Ordered that the appeal from so much of the order dated September 26, 1996, as granted that branch of the appellant’s motion which was to vacate an order of the same court, dated July 31, 1996, which denied his earlier application to “restore” the case to the calendar is dismissed, as the appellant is not aggrieved by that portion of the order; and it is further,
Ordered that the order dated September 12, 1996, is affirmed; and it is further,
Ordered that the order dated September 26, 1996, is affirmed insofar as reviewed; and it is further,
Ordered that the respondent is awarded one bill of costs.
Although the appellant purportedly sought to restore to the calendar the matrimonial action between the respondent and *564Eddie Antar, the motion was, in effect, a motion pursuant to CPLR 5015 to vacate the judgment in the matrimonial action. We agree with the Supreme Court that pursuant to CPLR 5015, the nonparty appellant lacked standing to seek relief from the judgment in the matrimonial action (see, CPLR 5015 [a]).
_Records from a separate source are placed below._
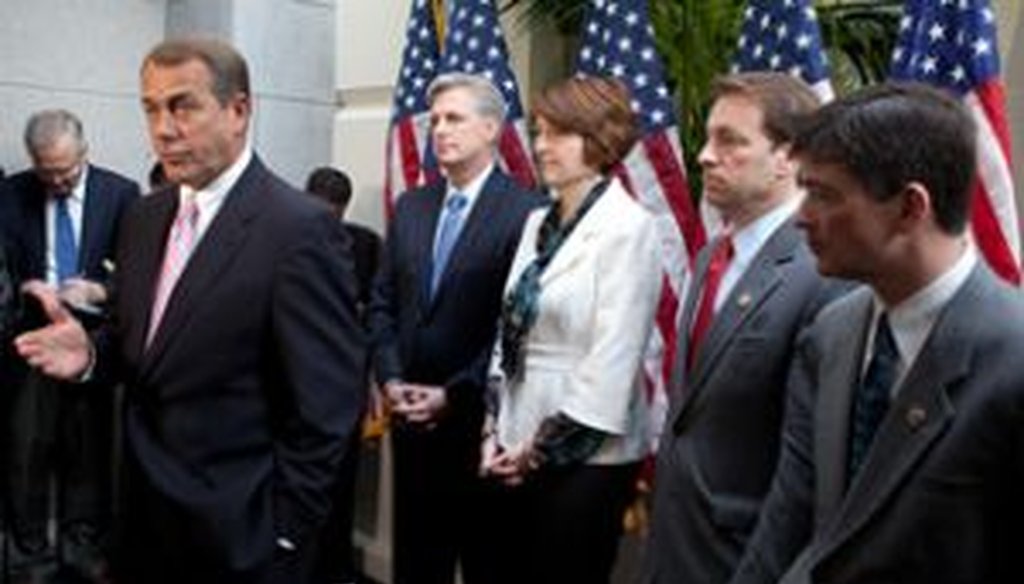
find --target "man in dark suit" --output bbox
[370,74,542,584]
[0,110,139,571]
[15,39,365,584]
[305,166,382,584]
[734,85,1024,584]
[646,73,830,584]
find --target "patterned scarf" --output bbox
[500,178,609,381]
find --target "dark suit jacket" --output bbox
[0,165,139,283]
[646,219,838,583]
[107,159,365,582]
[371,170,544,420]
[734,265,1024,584]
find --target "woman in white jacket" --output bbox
[481,77,660,583]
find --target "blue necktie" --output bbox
[53,195,78,284]
[847,312,899,484]
[430,193,469,298]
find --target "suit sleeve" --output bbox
[730,329,817,584]
[368,207,402,384]
[561,207,662,434]
[272,212,366,545]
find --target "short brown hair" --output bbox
[531,77,637,172]
[711,72,821,144]
[142,37,252,106]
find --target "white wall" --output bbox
[0,0,166,178]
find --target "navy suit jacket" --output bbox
[0,165,139,283]
[103,158,366,582]
[732,265,1024,584]
[370,169,545,422]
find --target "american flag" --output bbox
[441,0,537,187]
[890,0,1021,284]
[732,0,834,101]
[384,0,537,216]
[577,0,705,450]
[384,0,441,217]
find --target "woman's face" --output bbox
[534,116,598,190]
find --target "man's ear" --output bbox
[899,180,935,223]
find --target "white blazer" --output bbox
[490,179,662,464]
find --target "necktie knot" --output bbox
[444,193,469,213]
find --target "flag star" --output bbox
[972,39,992,56]
[921,55,938,75]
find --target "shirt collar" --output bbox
[871,243,978,367]
[732,197,800,272]
[444,162,495,211]
[178,145,253,217]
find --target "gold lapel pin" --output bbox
[904,405,928,430]
[736,292,754,308]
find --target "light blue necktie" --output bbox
[53,195,78,284]
[430,193,469,298]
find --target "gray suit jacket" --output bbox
[646,219,840,583]
[734,265,1024,584]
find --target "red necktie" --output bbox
[145,197,199,346]
[686,236,733,368]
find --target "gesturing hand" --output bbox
[14,280,92,381]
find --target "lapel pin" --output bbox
[736,292,754,308]
[904,405,928,430]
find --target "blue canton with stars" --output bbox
[441,0,522,120]
[732,0,828,85]
[391,0,440,120]
[890,0,999,95]
[577,0,676,134]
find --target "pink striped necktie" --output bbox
[145,196,199,346]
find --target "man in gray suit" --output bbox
[646,73,834,584]
[734,85,1024,584]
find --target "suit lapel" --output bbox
[410,182,446,315]
[676,219,801,416]
[144,158,266,366]
[814,288,872,517]
[78,167,108,274]
[541,181,629,286]
[815,267,984,545]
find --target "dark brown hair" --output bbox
[142,37,252,106]
[711,72,821,144]
[531,77,637,173]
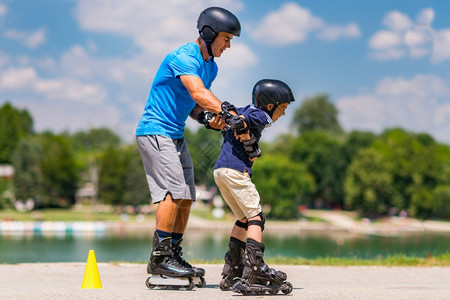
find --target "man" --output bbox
[136,7,241,289]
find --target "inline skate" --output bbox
[219,237,245,291]
[233,239,293,295]
[145,232,195,290]
[172,239,206,288]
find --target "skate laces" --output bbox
[173,246,192,269]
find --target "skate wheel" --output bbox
[184,278,195,291]
[195,277,206,288]
[219,279,230,291]
[145,277,156,289]
[281,282,293,295]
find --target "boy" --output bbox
[214,79,295,295]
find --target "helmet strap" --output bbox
[200,26,217,59]
[263,105,278,118]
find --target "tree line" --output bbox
[0,94,450,219]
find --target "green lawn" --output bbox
[0,209,131,222]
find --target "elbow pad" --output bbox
[242,133,261,158]
[197,110,219,131]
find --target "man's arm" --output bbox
[180,75,222,114]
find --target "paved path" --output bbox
[0,263,450,300]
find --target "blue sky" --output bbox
[0,0,450,143]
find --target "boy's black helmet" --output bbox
[252,79,295,111]
[197,7,241,56]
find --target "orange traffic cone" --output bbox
[81,250,102,289]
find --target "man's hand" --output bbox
[209,115,227,130]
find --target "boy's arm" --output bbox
[234,115,261,161]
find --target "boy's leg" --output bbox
[231,218,248,241]
[247,214,264,243]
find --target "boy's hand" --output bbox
[234,115,251,142]
[209,115,227,130]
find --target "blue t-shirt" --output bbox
[136,42,217,139]
[214,105,273,176]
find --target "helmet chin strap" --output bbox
[205,42,214,61]
[263,105,278,118]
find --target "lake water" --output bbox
[0,229,450,263]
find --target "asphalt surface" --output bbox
[0,263,450,300]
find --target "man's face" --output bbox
[211,31,233,57]
[272,103,289,122]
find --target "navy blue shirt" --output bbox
[214,105,273,176]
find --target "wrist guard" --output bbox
[219,101,249,135]
[242,133,261,158]
[197,110,220,131]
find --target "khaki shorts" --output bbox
[214,168,262,220]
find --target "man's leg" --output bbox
[156,194,179,233]
[170,199,193,234]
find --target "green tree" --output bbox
[99,147,128,205]
[39,132,78,207]
[290,131,347,207]
[345,148,402,216]
[11,137,44,204]
[373,128,439,217]
[0,102,33,163]
[252,155,316,219]
[70,128,122,201]
[292,94,343,134]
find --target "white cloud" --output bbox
[336,74,450,142]
[251,3,323,45]
[417,8,434,25]
[4,28,46,49]
[249,2,361,46]
[22,98,122,135]
[0,67,106,103]
[369,30,402,49]
[75,0,243,55]
[431,29,450,63]
[0,3,8,17]
[368,8,450,63]
[383,11,413,31]
[0,50,10,69]
[216,43,258,71]
[318,23,361,42]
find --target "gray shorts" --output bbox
[136,135,195,203]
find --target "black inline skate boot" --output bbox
[219,237,245,291]
[145,232,195,290]
[233,239,292,295]
[172,239,206,288]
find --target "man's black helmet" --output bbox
[252,79,295,112]
[197,7,241,56]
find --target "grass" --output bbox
[0,209,125,222]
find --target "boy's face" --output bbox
[272,103,289,122]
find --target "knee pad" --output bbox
[247,212,266,231]
[234,220,248,231]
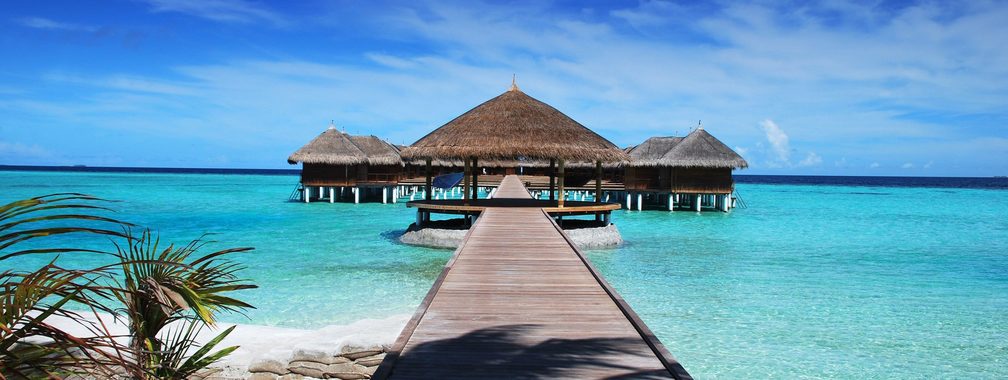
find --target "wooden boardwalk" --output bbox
[374,175,690,379]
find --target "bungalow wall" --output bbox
[301,163,403,186]
[623,166,735,194]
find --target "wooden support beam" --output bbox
[549,158,556,201]
[462,157,471,206]
[473,157,480,200]
[595,161,602,204]
[423,158,431,201]
[556,158,566,208]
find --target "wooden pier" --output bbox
[373,175,691,379]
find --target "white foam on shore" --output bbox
[49,314,410,373]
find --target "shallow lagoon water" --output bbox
[0,171,1008,378]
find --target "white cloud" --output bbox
[760,119,791,163]
[0,141,52,163]
[17,17,97,31]
[798,152,823,166]
[145,0,286,25]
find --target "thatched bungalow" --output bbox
[287,125,403,203]
[401,83,629,222]
[624,127,749,212]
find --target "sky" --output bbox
[0,0,1008,176]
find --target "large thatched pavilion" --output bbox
[287,125,403,203]
[623,127,749,211]
[400,84,629,221]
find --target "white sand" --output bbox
[50,314,410,377]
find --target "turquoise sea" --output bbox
[0,171,1008,379]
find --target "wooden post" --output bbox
[473,157,480,201]
[556,158,566,209]
[423,158,432,201]
[462,157,470,206]
[549,158,556,201]
[595,160,602,204]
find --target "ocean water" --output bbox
[0,171,1008,379]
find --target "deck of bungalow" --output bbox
[373,175,690,379]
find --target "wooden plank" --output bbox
[373,175,689,379]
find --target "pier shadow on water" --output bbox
[383,325,670,379]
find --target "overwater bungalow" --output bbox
[401,80,629,225]
[287,125,403,203]
[623,126,749,212]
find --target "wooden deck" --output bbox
[374,176,690,379]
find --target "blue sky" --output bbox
[0,0,1008,175]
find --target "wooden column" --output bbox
[473,157,480,200]
[462,157,470,206]
[423,158,431,201]
[595,161,602,204]
[549,158,556,201]
[556,158,566,208]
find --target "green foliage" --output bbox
[0,194,256,380]
[0,194,137,379]
[115,230,256,379]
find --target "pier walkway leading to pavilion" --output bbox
[374,175,690,379]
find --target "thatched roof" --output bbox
[404,158,620,168]
[349,135,402,165]
[287,125,367,165]
[629,127,749,168]
[402,86,628,161]
[641,127,749,168]
[627,136,682,166]
[287,125,402,165]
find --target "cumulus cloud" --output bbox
[759,119,791,162]
[758,119,823,168]
[798,152,823,166]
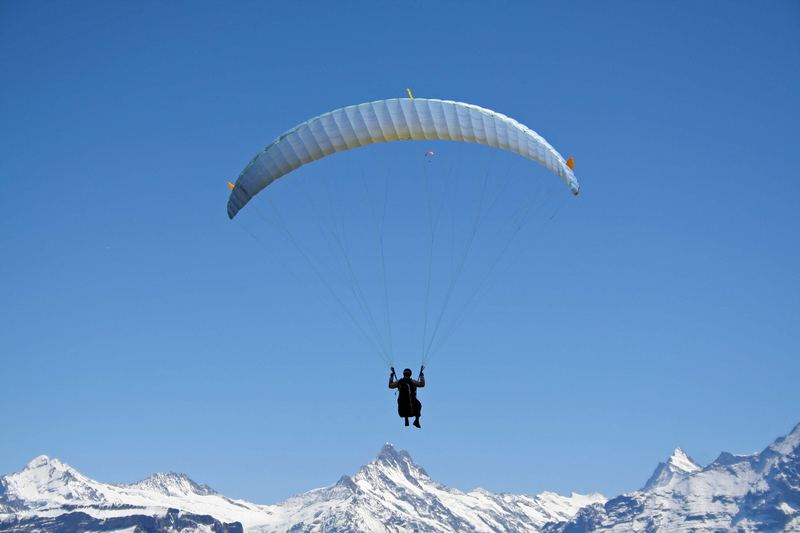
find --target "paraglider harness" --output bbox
[389,365,425,413]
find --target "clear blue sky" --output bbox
[0,1,800,503]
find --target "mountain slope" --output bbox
[544,425,800,533]
[0,444,605,533]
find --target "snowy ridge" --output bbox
[544,424,800,533]
[0,444,605,533]
[0,425,800,533]
[642,448,702,490]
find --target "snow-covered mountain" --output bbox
[0,425,800,533]
[544,424,800,533]
[0,444,605,533]
[642,448,703,491]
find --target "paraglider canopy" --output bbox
[228,98,580,218]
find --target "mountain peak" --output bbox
[642,448,702,491]
[376,442,414,464]
[667,448,702,473]
[128,472,216,496]
[25,455,68,470]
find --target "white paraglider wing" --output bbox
[228,98,580,218]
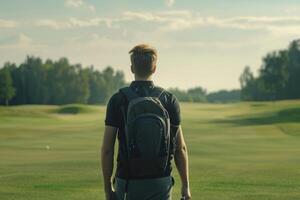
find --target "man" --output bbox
[101,44,191,200]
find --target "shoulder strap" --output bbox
[150,87,165,98]
[119,87,139,102]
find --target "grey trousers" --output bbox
[115,176,174,200]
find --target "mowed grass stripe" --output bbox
[0,101,300,200]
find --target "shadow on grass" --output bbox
[213,108,300,126]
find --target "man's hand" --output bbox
[181,186,192,200]
[101,126,118,200]
[174,126,192,200]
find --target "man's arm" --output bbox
[174,126,191,199]
[101,126,118,200]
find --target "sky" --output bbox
[0,0,300,91]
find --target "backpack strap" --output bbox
[150,87,165,99]
[119,87,139,102]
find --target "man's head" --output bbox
[129,44,157,79]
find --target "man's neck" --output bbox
[134,76,152,81]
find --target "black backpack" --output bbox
[120,87,170,177]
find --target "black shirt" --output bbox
[105,81,181,178]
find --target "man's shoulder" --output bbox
[155,86,178,103]
[109,90,124,105]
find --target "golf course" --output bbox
[0,100,300,200]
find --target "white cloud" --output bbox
[34,19,72,29]
[30,10,300,39]
[65,0,96,12]
[0,19,17,28]
[87,5,96,12]
[165,0,175,7]
[65,0,84,8]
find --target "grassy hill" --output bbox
[0,101,300,200]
Since the appellant does not have a “legitimate interest” which will be served by the intervention of the court to grant relief from the judgment in the matrimonial action either pursuant to CPLR 5015 or by invoking its inherent power to do so in the interest of justice, the appellant cannot be deemed to be an “interested person” within the meaning of CPLR 5015 (a) (see, Lloyd Capital Corp. v Behrmann, 122 AD2d 783; Schellenberg v Wiemann, 120 AD2d 659; see also, 10 Weinstein-KornMiller, NY Civ Prac ¶ 5015.15; cf., Oppenheimer v Westcott, 47 NY2d 595, 602).
The appellant’s remaining contentions are without merit.
Sullivan, J. P., Pizzuto, Santucci and Florio, JJ., concur.